Review: Effective Monitoring & Alerting

Effective Monitoring and Alerting by Slawek Ligus was not quite the book I had originally thought I was starting. I was looking for something more prescriptive and I read something far higher up the stack. It wasn’t a bad book, but it was something different from what I went in expecting.

The book takes a high-level look at how to keep alerting from getting out of hand. That is the overall message they are trying to get across. Here is the overall message:

  • You need to make sure you monitor the proper things in the proper way. This brings about a deep understanding of the system as a whole and also forces you to really figure out what dependencies the distinct of parts of your system have in order to be certain you are monitoring things that matter.
  • Armed with that information, you move onto mapping out what should be shooting off alerts. This gets directly to the data about dependencies because we want to be certain that we alert only on the parts of the system that are failing, not on those parts dependent on the failed area.
  • The entire idea is to make sure that the alerts getting sent out are needed and useful.

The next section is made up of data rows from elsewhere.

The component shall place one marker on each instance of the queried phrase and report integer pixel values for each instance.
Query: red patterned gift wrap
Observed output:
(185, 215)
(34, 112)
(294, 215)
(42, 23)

There is talk of standardizing the names of the systems and alerts so you can know exactly what is happening right from the start.
  • There is a huge focus on making sure the alerts are truly actionable and needed so that you don’t give your IT operations staff alert fatigue. The idea is to alert on things that can and need to be fixed and on nothing else.
  • This means monitoring everything but alerting on just a small subset. You can use the monitoring data for capacity planning and also trying to find issues before they start, but you will constantly be changing the alerting thresholds so that only the most important ones are sent through.

That’s the overall look. As far as this review goes, it comes down to this: I would definitely read it again, but be aware of what the book is going to be about. It is NOT prescriptive at all, but it is short enough to be useful even for the smallest of operations department.